SCHECHNER: Now, one of the bloggers who picked it up was Ezra Cline (ph). This is EzraCline.typepad.com. He's one of the big political bloggers, and he has copied over from Watson's site a list of the Pakistani officials and diplomats that you can e-mail to take action to express your frustration or your anger over this story.
TATTON: So, why are bloggers still pushing if Mai has been allowed to travel, if these travel restrictions have been released? But, what was interesting that Tom Watson told us is, after posting about this, after posting, she is now allowed to travel. He started to get more and more e-mails from Pakistan, saying not so fast. There've been reports that maybe her passport has been confiscated, those corroborated by human rights groups and also news reports.
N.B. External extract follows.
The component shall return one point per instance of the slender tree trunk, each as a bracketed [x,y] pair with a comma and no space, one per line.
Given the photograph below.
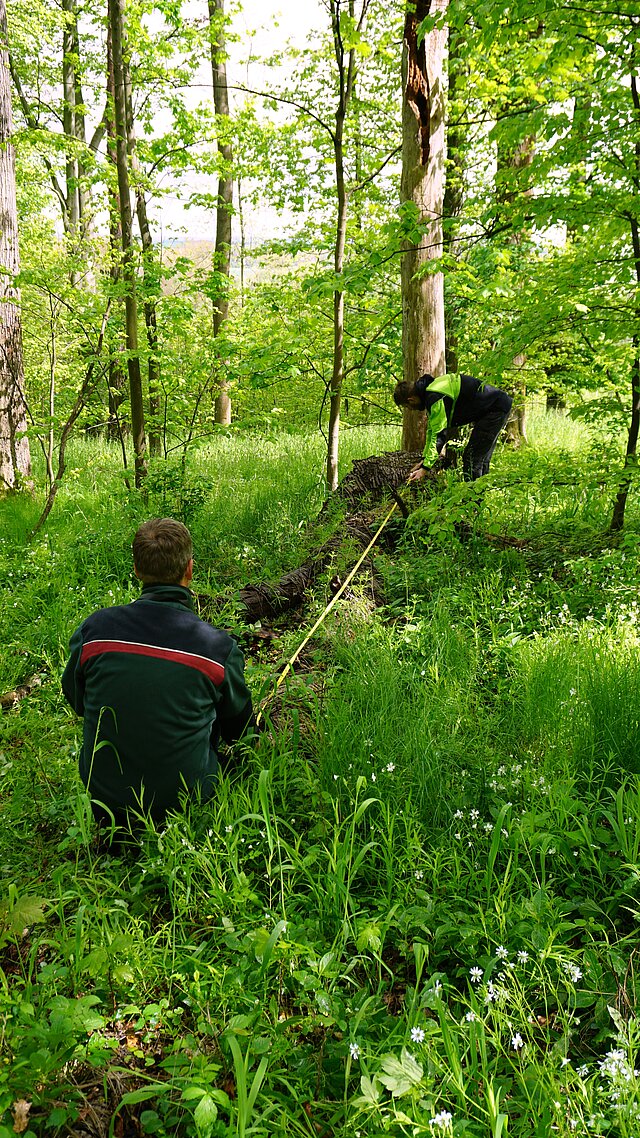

So, these blogs are trying to push until she gets on the plane and makes it here to the United States. Tom?
FOREMAN: Abbi, Jacki, thank you very much.
Some breaking news out of L.A. right now. An earthquake has just hit downtown L.A., 5.3. Shook things up a bit. We don't know much about the extent of any injuries or damage at this point, but I'm sure my colleague Wolf Blitzer will. Right now, that's it for INSIDE POLITICS. I'm Tom Foreman, and "WOLF BLITZER REPORTS" starts right now.